Can Robots Have Team Spirit? They Can Now

Teamwork has never looked like this before.
26 August 2022

Robots are a fundamental part of the digital transformation of several sectors of industry, from manufacturing to warehouse management. But there has always been an issue with multiple robots (or drones) conducting collaborative actions. When lines of data communication between them are open, we’re now at a point where robots can co-operate at least as efficiently as humans, but with significantly greater speed, strength, and overall efficiency – that’s a fundamental element of many modern production plants.

But when those lines of communication are down, or unavailable, the collaboration quickly runs away from true and either becomes clunky or stops functioning altogether – neither of which is genuinely acceptable in the tight-margin, high-productivity business sectors that invest heavily in robotics precisely to ensure consistency and speed, like the chip-making sector.

Go Team Robot!

Now, students at the University of Illinois Grainger College of Engineering have developed a method by which robots and drones can be trained to continue acting collaboratively with little decrease in efficiency, even when communication between them is down or impossible.

The method is based on multi-agent reinforcement learning, a kind of AI which learns based on previous iterations of actions. The machine learning process builds in a kind of utility function which essentially tells the robot or the drone when it is performing an action that is positive for “the team.”

The concept of the team is not one that has been widely used in robotics before – most robots are programmed with what might be thought of as “individualistic” function sets. Huy Tran, one of the researchers behind the collaborative breakthrough, said “With team goals, it’s hard to know who contributed to the win. We developed a machine learning technique that allows us to identify when an individual agent contributes to the global team objective. If you look at it in terms of sports, one soccer player may score, but we also want to know about actions by other teammates that led to the goal, like assists. It’s hard to understand these delayed effects.”

The Fumbled Pass

But if robots with learned team spirit can work towards recognized team goals, irrespective of communication with the other members of the team, a degree of negative reinforcement is also necessary. So the researchers from Illinois Grainger also trained their machine learning model to recognize actions that don’t contribute to the team goal, so that the robots would need no additional communication or confirmation that such actions were to be avoided.

This is not the digital equivalent of shame for performing an incorrect action, merely a refined training to avoid actions that can be identified as not contributing to the overall team goal.
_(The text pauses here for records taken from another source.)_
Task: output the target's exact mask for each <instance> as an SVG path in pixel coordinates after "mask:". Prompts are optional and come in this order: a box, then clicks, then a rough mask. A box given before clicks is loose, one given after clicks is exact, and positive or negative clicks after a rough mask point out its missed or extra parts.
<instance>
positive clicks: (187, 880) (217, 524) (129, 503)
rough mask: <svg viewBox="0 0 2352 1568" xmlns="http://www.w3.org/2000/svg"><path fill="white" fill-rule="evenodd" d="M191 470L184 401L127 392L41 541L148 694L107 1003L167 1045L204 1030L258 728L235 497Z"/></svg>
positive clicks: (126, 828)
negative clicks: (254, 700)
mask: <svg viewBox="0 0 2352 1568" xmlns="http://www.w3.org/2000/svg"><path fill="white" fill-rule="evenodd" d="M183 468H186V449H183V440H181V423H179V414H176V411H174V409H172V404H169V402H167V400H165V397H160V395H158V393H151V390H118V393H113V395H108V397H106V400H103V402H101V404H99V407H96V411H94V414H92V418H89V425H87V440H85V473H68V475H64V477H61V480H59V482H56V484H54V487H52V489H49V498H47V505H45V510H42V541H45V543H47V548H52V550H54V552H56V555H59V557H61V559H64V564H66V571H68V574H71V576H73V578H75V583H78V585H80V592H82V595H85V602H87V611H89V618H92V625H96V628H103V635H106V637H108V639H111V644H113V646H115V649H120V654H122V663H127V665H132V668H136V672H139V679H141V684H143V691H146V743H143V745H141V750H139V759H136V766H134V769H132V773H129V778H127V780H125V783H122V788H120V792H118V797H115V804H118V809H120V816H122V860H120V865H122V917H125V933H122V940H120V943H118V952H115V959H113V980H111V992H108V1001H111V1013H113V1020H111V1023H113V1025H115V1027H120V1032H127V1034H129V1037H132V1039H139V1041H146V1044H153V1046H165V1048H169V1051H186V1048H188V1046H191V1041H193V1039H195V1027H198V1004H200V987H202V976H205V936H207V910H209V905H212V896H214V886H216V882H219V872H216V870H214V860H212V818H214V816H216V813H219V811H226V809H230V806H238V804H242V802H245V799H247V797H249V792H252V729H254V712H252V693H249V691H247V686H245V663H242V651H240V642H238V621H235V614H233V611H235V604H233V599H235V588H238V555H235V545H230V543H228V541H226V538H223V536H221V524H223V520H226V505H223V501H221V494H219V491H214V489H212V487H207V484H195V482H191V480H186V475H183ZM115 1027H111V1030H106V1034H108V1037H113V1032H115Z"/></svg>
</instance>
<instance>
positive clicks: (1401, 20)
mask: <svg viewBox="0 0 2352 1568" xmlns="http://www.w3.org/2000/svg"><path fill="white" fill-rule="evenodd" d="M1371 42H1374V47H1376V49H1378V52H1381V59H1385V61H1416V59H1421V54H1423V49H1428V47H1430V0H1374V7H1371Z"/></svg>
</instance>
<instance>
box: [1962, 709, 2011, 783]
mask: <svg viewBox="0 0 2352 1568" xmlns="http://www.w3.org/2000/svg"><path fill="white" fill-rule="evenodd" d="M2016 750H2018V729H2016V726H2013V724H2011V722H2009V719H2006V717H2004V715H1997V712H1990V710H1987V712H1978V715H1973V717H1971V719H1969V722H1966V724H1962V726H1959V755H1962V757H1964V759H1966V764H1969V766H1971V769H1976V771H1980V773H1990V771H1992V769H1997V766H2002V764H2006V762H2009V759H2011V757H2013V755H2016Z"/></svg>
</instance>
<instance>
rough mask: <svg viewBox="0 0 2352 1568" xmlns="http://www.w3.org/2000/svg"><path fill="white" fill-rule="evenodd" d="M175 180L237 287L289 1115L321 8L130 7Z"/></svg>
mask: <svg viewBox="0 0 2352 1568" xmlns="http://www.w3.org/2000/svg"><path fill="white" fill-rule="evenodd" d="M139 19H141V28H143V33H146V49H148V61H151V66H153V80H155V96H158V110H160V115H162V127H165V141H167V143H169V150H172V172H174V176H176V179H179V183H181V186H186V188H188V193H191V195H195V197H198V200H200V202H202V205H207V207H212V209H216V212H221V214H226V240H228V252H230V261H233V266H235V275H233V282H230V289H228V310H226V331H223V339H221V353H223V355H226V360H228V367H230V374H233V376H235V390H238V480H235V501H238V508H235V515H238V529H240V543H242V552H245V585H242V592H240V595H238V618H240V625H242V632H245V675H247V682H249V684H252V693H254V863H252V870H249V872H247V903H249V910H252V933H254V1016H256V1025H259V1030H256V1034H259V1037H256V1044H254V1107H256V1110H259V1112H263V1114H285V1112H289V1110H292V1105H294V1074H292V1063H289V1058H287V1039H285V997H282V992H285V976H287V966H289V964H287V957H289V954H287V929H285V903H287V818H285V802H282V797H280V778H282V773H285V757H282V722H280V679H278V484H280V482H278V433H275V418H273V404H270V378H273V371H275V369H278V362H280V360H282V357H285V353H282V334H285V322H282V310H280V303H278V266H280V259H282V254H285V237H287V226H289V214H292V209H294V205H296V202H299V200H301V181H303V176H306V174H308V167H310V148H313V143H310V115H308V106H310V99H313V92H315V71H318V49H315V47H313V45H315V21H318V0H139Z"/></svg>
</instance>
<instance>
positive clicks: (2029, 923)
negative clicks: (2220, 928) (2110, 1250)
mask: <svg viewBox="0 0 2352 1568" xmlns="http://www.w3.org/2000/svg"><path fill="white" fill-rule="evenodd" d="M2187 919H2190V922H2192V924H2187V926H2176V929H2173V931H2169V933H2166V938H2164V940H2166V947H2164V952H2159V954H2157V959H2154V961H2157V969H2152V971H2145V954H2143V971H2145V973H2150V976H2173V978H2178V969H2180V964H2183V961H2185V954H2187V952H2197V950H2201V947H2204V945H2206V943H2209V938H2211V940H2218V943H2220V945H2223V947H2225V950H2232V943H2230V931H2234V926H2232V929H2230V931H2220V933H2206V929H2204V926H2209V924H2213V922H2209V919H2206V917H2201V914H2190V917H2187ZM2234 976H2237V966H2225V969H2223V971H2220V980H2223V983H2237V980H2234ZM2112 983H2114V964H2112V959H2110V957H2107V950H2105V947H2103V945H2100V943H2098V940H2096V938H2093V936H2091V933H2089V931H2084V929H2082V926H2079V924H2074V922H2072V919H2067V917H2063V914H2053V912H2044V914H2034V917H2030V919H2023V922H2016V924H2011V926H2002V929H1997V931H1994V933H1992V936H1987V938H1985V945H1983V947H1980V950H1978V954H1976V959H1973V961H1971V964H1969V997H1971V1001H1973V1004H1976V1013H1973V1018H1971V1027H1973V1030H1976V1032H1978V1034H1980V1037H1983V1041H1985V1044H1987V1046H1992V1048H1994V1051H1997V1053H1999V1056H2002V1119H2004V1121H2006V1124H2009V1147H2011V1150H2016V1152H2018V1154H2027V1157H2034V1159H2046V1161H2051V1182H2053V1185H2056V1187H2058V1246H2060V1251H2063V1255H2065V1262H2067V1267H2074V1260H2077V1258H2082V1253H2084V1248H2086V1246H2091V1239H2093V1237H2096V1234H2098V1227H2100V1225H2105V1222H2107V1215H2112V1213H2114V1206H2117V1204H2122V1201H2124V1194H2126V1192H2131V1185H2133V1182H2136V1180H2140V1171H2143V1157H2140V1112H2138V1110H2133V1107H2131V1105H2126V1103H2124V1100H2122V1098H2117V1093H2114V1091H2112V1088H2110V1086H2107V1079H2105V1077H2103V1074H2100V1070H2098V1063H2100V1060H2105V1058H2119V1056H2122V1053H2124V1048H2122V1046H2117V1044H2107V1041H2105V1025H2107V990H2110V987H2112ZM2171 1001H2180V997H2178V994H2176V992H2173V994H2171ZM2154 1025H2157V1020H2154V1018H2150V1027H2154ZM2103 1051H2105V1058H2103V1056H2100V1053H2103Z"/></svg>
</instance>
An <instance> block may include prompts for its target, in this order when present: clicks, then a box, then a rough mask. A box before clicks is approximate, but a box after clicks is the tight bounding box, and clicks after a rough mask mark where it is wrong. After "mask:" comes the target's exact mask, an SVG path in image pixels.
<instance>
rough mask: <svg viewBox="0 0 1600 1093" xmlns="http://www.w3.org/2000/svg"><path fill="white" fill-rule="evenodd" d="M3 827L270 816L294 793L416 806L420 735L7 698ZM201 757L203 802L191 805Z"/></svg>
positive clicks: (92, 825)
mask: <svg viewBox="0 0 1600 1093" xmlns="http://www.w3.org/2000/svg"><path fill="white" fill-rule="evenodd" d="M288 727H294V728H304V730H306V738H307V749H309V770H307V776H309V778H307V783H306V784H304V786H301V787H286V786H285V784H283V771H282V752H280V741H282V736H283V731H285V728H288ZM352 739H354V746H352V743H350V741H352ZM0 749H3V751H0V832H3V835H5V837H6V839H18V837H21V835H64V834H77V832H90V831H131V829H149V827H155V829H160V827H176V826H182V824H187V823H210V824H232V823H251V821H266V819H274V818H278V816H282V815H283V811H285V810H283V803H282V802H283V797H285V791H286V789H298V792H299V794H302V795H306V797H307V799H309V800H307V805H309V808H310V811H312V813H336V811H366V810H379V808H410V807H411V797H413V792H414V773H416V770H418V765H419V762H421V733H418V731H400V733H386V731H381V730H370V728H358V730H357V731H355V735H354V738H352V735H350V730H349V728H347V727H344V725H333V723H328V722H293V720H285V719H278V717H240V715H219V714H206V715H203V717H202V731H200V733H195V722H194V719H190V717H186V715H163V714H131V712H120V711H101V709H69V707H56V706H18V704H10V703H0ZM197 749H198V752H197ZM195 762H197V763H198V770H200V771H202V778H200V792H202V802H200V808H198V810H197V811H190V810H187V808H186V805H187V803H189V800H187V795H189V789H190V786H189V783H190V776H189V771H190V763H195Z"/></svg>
How do you teach a robot the value of collaborative team spirit, when such a concept is outside the boundaries of its ‘natural’ inclinations? Essentially, you teach it in the same way you would teach an ordinarily egocentric child to develop their superego and work together with team-mates – you test your ‘parenting’ algorithms by playing games with the robot, and seeing whether their collaborative ability develops in response to your training and the situation in which it finds itself.

Game On!

The Illinois Grainger team trained their collaborating robots by testing their machine learning algorithms in repeated, simulated games of Capture The Flag, and in particular, games of a populate computer game called StarCraft. While Capture The Flag has a few fairly standard variables – equivalent to the situations in which the robots, once released into the manufacturing or warehousing environments, might face every day, StarCraft has more curved ball situations, which allowed the Illinois Grainger team to observe how their machine learning algorithms coped with unexpected turns of events.

Tran reported that the algorithms withstood the curved ball scenarios surprisingly well, resulting in robots with a significantly robust team orientation even when the unexpected happens in the real world.

That also means that the scope of the uses to which such communication-blind collaborative robots could be put in the real business world broadens significantly. As well as working collaboratively in warehouses and factories, it’s possible such team-oriented robots could also be used in more command and control, decision-critical situations, like military surveillance drones, high-pressure urban traffic signal control, operating a complex regional or national power grid, and even in the systems controlling autonomous vehicles – especially in terms of safety protocols in complex environments.

The Collaborative Future

While the research is fairly fresh, and so it might take some time to filter through into the commercial market, it’s an extremely positive development in AI and machine learning that there are algorithms for team-goals in and of themselves. In fact, while the Illinois Grainger results extend the scope of collaborative robots that have no communication, communicating collaborating robots are already out there in the workplace. So, once the work is robustly tested and proved in complex environments, it won’t have to re-invent the wheel to find itself a place in the business world.

But by extending the capabilities of non-communicating collaborative robots, it could be the basis of a new level of digital transformation, as collaborative robots (or computer systems optimized towards team goals) would be significantly less likely to break down or snarl up a production system any time they were out of data communication range – and therefore less likely to need regular human intervention in the processes of their work.